# Serial Killers Analysis

This project analyzes the "Serial Killers Dataset" from Kaggle to visualize and understand patterns related to serial killers across different regions.

**Disclaimer**: This analysis is purely for academic and educational purposes. The subject matter is sensitive, and the data is presented objectively without any intent to glorify or sensationalize crime.

In [None]:
# Import libraries
import numpy as np
import pandas as pd
import matplotlib.pyplot as plt
import seaborn as sns

# Set plot style
sns.set_style("whitegrid")
plt.rcParams["figure.figsize"] = (12, 8)

## Data Loading

Loading the serial killers dataset from Kaggle.

In [None]:
# Load the dataset
# df = pd.read_csv("serial_killers_data.csv")
# df.head()

## Top 10 Most Deadly Serial Killers

Visualization of serial killers with the highest number of proven victims.

In [None]:
# Code for top 10 most deadly serial killers visualization
# plt.figure(figsize=(12, 6))
# top_killers = df.sort_values("proven_victims", ascending=False).head(10)
# sns.barplot(x="proven_victims", y="name", data=top_killers)
# plt.title("Top 10 Most Deadly Serial Killers by Victim Count", fontsize=16)
# plt.tight_layout()
# plt.savefig("serial_killer_figures/top10_deadliest_killers.png")

## Top 5 Serial Killers in the US

Visualization focusing on the deadliest serial killers in the United States.

In [None]:
# Code for top 5 US serial killers
# us_killers = df[df["country"] == "United States"]
# top_us = us_killers.sort_values("proven_victims", ascending=False).head(5)
# plt.figure(figsize=(12, 6))
# sns.barplot(x="proven_victims", y="name", data=top_us)
# plt.title("Top 5 Most Deadly Serial Killers in the US", fontsize=16)
# plt.tight_layout()
# plt.savefig("serial_killer_figures/top5_us_killers.png")

## Top 5 Countries with Serial Killers

Visualization showing which countries have the highest counts of serial killers.

In [None]:
# Code for top 5 countries with serial killers
# country_counts = df["country"].value_counts().head(5)
# plt.figure(figsize=(10, 10))
# plt.pie(country_counts, labels=country_counts.index, autopct='%1.1f%%', startangle=90)
# plt.title("Top 5 Countries with Serial Killers", fontsize=16)
# plt.axis('equal')
# plt.tight_layout()
# plt.savefig("serial_killer_figures/top5_countries.png")

## Victims by Decade

Analysis of how the number of serial killer victims has changed over different decades.

In [None]:
# Code for victims by decade analysis
# Create a decade column
# df["decade"] = (df["year_first_kill"] // 10) * 10
# decade_victims = df.groupby("decade")["proven_victims"].sum().reset_index()
# plt.figure(figsize=(12, 6))
# sns.lineplot(x="decade", y="proven_victims", data=decade_victims, marker='o')
# plt.title("Number of Serial Killer Victims by Decade", fontsize=16)
# plt.xlabel("Decade")
# plt.ylabel("Number of Victims")
# plt.grid(True)
# plt.tight_layout()
# plt.savefig("serial_killer_figures/victims_by_decade.png")
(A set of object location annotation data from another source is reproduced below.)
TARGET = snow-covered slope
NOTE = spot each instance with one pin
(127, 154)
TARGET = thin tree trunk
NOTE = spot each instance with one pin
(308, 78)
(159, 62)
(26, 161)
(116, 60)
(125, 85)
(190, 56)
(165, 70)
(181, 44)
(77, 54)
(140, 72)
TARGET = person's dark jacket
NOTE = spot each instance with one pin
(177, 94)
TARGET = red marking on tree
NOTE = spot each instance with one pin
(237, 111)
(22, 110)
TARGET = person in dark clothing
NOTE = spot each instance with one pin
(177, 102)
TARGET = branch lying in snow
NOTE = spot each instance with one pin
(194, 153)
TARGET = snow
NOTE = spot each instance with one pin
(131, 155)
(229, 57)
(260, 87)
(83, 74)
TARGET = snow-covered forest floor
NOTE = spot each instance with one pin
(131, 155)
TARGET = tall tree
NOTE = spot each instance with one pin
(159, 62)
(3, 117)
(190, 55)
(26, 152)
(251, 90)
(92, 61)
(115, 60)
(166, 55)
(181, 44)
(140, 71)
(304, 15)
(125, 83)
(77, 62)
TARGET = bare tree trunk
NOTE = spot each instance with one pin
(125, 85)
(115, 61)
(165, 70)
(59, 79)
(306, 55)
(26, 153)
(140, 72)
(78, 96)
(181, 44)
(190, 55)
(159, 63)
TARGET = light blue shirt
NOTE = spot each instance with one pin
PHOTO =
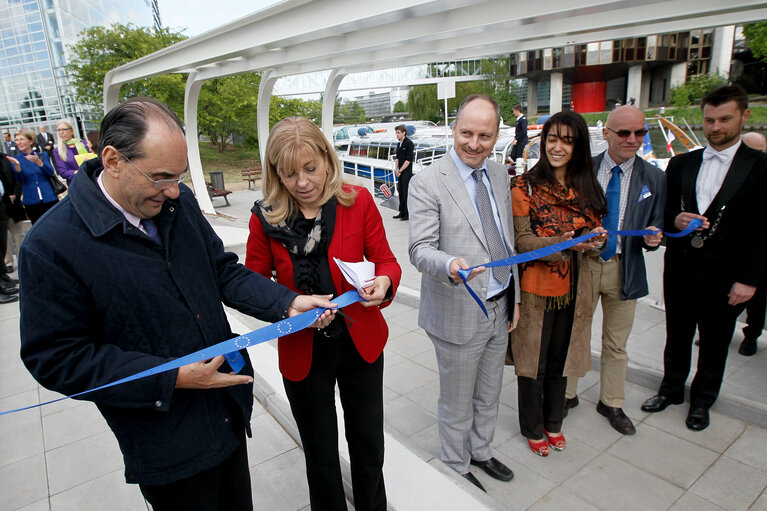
(493, 287)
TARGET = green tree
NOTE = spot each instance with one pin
(227, 109)
(100, 49)
(351, 112)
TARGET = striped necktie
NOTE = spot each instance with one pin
(492, 235)
(613, 194)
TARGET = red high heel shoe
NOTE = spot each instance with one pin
(556, 440)
(539, 447)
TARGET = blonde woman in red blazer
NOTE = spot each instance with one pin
(308, 217)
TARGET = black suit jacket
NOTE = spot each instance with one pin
(641, 212)
(738, 249)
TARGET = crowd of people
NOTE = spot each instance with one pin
(110, 267)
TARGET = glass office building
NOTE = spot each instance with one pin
(34, 56)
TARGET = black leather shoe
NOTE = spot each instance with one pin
(570, 402)
(4, 298)
(618, 419)
(658, 403)
(495, 469)
(747, 347)
(473, 480)
(697, 418)
(8, 280)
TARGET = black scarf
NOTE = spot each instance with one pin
(306, 249)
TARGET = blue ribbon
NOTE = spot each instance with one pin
(267, 333)
(563, 245)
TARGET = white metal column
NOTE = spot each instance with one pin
(191, 98)
(329, 102)
(265, 89)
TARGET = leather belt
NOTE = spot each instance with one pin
(496, 297)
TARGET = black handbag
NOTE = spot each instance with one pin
(57, 185)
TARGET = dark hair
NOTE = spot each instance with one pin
(125, 126)
(725, 94)
(580, 169)
(471, 97)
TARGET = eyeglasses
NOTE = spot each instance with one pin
(627, 133)
(160, 184)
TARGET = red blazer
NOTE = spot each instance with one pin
(358, 232)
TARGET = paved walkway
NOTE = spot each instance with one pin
(63, 457)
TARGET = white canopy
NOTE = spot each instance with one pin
(346, 36)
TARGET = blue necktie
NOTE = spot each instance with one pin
(151, 229)
(613, 212)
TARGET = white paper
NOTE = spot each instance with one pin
(360, 275)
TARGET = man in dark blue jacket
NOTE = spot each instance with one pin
(618, 274)
(126, 274)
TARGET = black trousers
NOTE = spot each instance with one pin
(542, 400)
(402, 185)
(696, 297)
(755, 312)
(35, 211)
(225, 487)
(312, 401)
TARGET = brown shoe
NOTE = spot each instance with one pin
(618, 420)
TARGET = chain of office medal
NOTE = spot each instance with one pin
(698, 239)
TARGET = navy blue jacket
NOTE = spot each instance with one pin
(640, 213)
(101, 301)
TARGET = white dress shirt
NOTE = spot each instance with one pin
(712, 172)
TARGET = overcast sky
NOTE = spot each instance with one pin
(198, 16)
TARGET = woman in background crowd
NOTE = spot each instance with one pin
(67, 147)
(558, 199)
(34, 170)
(307, 218)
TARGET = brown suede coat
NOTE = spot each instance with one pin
(526, 338)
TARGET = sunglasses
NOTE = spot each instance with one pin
(627, 133)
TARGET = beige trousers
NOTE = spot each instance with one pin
(617, 321)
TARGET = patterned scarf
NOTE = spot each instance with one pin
(552, 212)
(304, 250)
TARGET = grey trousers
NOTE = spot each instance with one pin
(470, 377)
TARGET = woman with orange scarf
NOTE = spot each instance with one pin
(558, 199)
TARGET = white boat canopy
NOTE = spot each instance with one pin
(347, 36)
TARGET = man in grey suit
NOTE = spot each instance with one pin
(460, 216)
(618, 274)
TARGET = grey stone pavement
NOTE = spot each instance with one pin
(63, 457)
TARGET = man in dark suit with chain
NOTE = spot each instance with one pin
(711, 274)
(405, 156)
(618, 273)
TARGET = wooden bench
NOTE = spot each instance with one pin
(216, 192)
(252, 175)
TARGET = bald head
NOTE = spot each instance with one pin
(755, 140)
(625, 119)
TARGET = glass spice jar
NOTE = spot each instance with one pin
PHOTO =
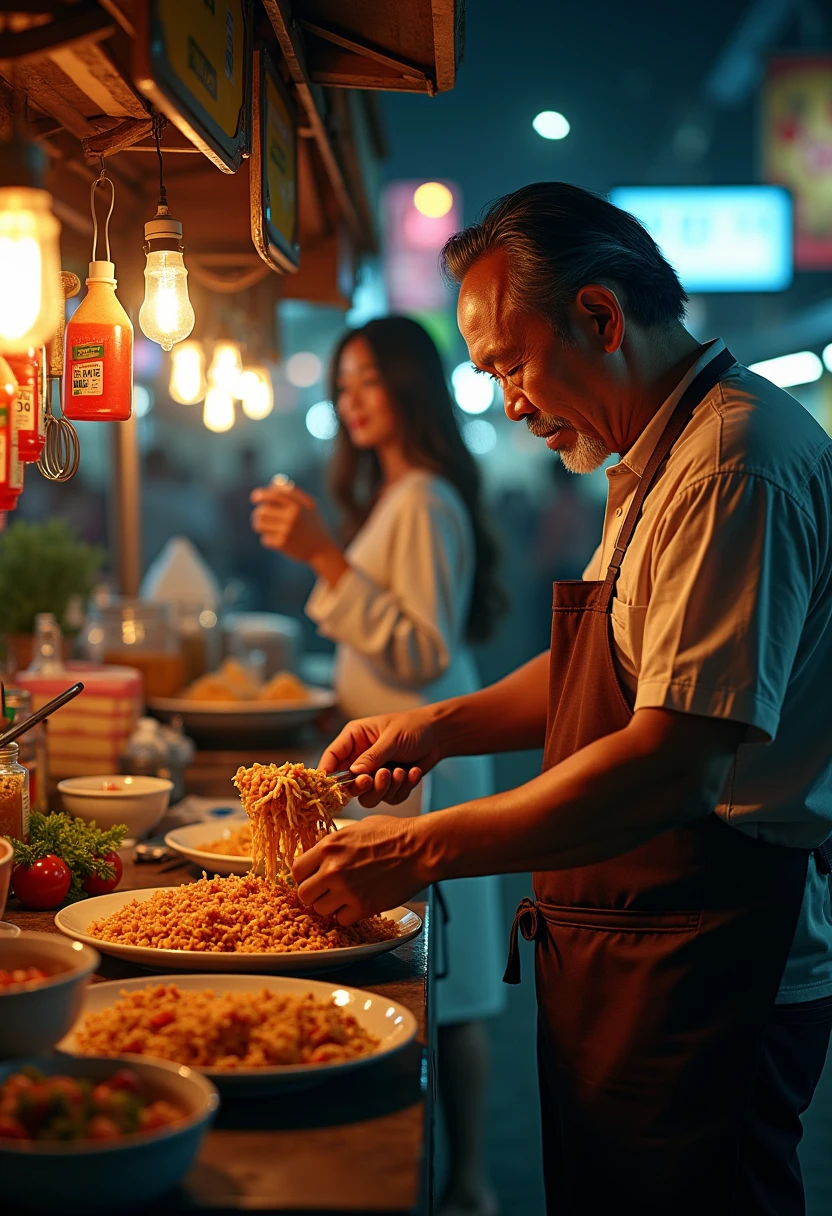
(13, 794)
(32, 746)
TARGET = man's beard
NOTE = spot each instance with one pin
(586, 454)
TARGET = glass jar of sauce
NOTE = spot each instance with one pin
(135, 634)
(13, 794)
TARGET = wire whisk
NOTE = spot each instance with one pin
(61, 455)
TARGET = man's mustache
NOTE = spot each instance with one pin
(544, 424)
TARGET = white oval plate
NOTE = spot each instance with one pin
(187, 840)
(236, 715)
(391, 1023)
(74, 921)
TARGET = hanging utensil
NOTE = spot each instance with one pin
(39, 715)
(61, 455)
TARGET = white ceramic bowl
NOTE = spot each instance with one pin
(112, 1175)
(138, 801)
(35, 1015)
(6, 862)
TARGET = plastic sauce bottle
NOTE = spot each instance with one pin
(28, 415)
(97, 369)
(11, 471)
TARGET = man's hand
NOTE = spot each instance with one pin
(405, 739)
(364, 868)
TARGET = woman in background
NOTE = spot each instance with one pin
(403, 602)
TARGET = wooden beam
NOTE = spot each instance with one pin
(116, 11)
(89, 21)
(118, 138)
(89, 67)
(43, 93)
(366, 51)
(444, 41)
(288, 37)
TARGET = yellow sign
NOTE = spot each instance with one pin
(797, 148)
(281, 168)
(192, 58)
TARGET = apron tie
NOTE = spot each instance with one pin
(527, 921)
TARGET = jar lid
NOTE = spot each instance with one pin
(102, 272)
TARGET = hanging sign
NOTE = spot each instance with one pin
(274, 173)
(192, 60)
(797, 150)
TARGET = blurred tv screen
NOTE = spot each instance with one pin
(719, 238)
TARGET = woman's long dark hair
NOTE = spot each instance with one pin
(411, 371)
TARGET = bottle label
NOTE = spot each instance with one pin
(15, 467)
(88, 373)
(24, 411)
(24, 814)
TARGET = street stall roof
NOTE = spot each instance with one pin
(85, 71)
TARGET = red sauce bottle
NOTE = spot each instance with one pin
(28, 414)
(97, 366)
(11, 471)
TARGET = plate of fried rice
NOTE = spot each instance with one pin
(237, 923)
(243, 1031)
(220, 850)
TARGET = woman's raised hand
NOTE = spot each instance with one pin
(288, 519)
(405, 739)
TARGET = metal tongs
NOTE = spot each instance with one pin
(39, 715)
(346, 776)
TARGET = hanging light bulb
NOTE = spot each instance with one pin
(187, 373)
(29, 254)
(218, 410)
(225, 366)
(166, 315)
(256, 392)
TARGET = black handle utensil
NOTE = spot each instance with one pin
(39, 715)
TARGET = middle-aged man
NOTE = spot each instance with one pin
(682, 924)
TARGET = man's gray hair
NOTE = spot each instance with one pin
(560, 237)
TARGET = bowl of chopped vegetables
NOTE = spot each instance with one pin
(138, 801)
(41, 990)
(77, 1132)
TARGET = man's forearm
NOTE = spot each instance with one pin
(506, 716)
(608, 798)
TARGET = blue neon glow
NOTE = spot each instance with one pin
(719, 238)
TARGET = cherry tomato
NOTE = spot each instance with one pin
(125, 1079)
(44, 884)
(95, 885)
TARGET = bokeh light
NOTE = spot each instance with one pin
(472, 392)
(479, 437)
(433, 200)
(303, 369)
(551, 125)
(322, 421)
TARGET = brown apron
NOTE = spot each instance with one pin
(656, 970)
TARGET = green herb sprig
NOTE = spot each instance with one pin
(79, 844)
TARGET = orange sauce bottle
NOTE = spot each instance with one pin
(97, 366)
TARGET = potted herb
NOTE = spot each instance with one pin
(43, 568)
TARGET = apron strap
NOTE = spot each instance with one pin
(693, 394)
(824, 857)
(527, 921)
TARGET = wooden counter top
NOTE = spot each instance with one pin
(358, 1144)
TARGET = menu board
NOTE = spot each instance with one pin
(192, 60)
(274, 168)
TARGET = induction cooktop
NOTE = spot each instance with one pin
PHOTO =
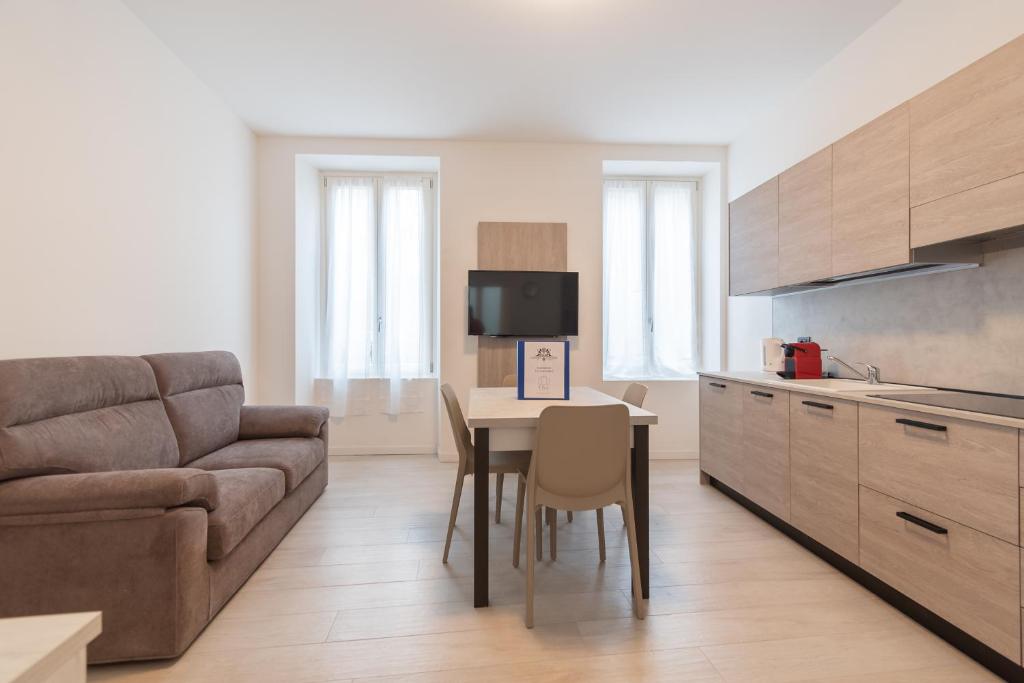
(1004, 404)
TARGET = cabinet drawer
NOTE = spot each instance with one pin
(966, 577)
(823, 471)
(721, 417)
(965, 471)
(766, 449)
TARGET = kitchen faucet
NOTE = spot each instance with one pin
(872, 372)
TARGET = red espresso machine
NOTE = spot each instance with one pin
(803, 360)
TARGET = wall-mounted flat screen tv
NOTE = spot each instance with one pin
(523, 303)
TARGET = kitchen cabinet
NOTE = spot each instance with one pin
(870, 196)
(967, 140)
(765, 474)
(823, 501)
(965, 471)
(721, 419)
(754, 240)
(964, 575)
(805, 220)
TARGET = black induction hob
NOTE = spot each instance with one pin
(1007, 406)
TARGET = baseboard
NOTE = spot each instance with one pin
(673, 455)
(965, 642)
(380, 451)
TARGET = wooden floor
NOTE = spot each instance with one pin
(357, 591)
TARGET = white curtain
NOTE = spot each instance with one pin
(650, 280)
(625, 285)
(378, 304)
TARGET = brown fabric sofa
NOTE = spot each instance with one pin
(144, 488)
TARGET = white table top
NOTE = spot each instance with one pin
(33, 647)
(499, 408)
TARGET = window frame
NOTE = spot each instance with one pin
(432, 219)
(648, 289)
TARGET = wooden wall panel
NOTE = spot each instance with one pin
(513, 247)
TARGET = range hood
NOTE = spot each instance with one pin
(924, 260)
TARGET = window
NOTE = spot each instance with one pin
(378, 276)
(650, 279)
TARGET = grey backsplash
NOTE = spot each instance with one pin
(961, 330)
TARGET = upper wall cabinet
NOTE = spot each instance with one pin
(805, 220)
(967, 151)
(754, 240)
(870, 209)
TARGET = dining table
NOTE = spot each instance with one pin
(503, 422)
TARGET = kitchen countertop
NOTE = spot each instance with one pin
(861, 395)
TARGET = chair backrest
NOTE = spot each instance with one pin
(203, 394)
(81, 414)
(635, 393)
(582, 452)
(463, 439)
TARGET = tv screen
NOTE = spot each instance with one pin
(523, 303)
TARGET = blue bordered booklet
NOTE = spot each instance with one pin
(543, 370)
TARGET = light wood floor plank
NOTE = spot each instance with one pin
(357, 592)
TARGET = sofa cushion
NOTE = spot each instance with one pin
(84, 414)
(245, 497)
(296, 458)
(203, 395)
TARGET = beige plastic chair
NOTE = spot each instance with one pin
(513, 381)
(502, 462)
(582, 462)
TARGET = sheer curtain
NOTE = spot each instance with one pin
(650, 280)
(625, 286)
(377, 304)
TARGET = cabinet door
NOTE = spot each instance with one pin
(766, 449)
(754, 240)
(969, 130)
(870, 196)
(823, 471)
(721, 417)
(805, 220)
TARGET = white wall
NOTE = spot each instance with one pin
(127, 216)
(479, 181)
(915, 45)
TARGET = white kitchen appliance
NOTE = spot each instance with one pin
(772, 354)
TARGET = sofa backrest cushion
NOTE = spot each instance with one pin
(84, 414)
(203, 395)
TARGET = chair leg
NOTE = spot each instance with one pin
(455, 513)
(499, 485)
(553, 534)
(631, 532)
(517, 534)
(540, 535)
(531, 543)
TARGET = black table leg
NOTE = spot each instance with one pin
(641, 502)
(481, 468)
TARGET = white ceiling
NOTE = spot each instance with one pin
(614, 71)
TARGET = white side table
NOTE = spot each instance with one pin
(48, 648)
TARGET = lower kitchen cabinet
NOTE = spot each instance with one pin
(765, 475)
(721, 420)
(967, 578)
(823, 471)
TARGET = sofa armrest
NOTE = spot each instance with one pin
(109, 491)
(282, 421)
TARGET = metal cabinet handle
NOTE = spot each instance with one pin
(924, 523)
(922, 425)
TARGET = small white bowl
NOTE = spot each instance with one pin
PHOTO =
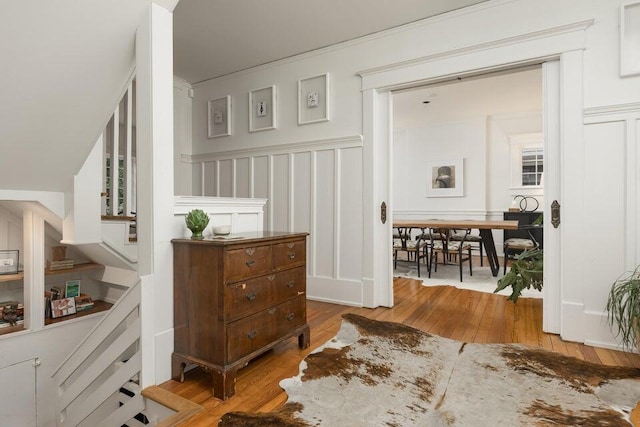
(221, 230)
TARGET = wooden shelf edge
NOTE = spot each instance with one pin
(77, 267)
(98, 307)
(11, 329)
(184, 408)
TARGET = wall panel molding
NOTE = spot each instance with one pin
(295, 147)
(326, 172)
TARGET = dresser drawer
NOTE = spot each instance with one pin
(252, 333)
(251, 296)
(247, 262)
(289, 254)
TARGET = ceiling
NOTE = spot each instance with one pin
(217, 37)
(516, 91)
(65, 63)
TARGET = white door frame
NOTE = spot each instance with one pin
(564, 44)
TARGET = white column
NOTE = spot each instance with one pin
(34, 264)
(154, 79)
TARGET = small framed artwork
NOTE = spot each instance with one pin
(219, 117)
(9, 262)
(72, 288)
(262, 109)
(63, 307)
(313, 99)
(445, 178)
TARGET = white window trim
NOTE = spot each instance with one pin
(518, 143)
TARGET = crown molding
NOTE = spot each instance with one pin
(520, 38)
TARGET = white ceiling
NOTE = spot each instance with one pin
(217, 37)
(511, 92)
(65, 62)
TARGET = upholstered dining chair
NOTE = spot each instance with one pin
(515, 246)
(441, 243)
(416, 250)
(474, 239)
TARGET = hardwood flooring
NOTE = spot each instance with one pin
(442, 310)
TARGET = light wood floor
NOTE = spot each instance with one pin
(443, 310)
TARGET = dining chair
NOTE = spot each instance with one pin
(441, 243)
(474, 239)
(515, 246)
(416, 250)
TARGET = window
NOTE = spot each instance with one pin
(527, 160)
(531, 166)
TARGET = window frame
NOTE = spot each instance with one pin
(517, 144)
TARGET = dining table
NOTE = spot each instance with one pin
(484, 226)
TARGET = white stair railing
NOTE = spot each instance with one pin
(109, 358)
(119, 165)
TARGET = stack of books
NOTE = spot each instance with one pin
(19, 320)
(64, 264)
(83, 302)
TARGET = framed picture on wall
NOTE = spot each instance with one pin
(445, 178)
(219, 117)
(313, 99)
(262, 109)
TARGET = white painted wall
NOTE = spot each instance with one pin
(182, 99)
(422, 50)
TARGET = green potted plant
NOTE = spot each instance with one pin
(526, 272)
(197, 220)
(623, 308)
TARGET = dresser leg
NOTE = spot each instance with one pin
(224, 384)
(177, 369)
(304, 338)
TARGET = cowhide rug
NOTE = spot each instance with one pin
(387, 374)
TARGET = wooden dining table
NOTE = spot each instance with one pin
(484, 226)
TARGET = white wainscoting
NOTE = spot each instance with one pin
(311, 186)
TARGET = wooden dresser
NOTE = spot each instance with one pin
(235, 299)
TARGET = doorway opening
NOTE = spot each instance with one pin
(490, 128)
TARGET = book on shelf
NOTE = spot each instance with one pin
(64, 264)
(84, 302)
(5, 324)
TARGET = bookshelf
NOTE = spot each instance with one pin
(99, 305)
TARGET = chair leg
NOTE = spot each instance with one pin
(506, 256)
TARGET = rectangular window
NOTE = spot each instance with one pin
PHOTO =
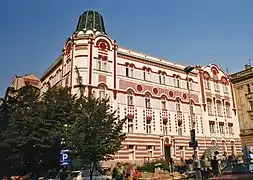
(104, 66)
(216, 86)
(163, 103)
(165, 128)
(150, 151)
(207, 84)
(131, 149)
(102, 94)
(131, 74)
(130, 100)
(99, 64)
(230, 129)
(251, 105)
(148, 127)
(130, 126)
(221, 126)
(163, 79)
(180, 131)
(147, 102)
(127, 71)
(219, 109)
(212, 127)
(248, 87)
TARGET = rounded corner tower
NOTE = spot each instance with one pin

## Killing Methods Distribution

Examination of the most common methods used by serial killers.

In [None]:
# Code for killing methods distribution
# method_counts = df["method"].value_counts().head(10)
# plt.figure(figsize=(12, 6))
# sns.barplot(x=method_counts.values, y=method_counts.index)
# plt.title("Most Common Killing Methods Used by Serial Killers", fontsize=16)
# plt.xlabel("Count")
# plt.tight_layout()
# plt.savefig("serial_killer_figures/methods_distribution.png")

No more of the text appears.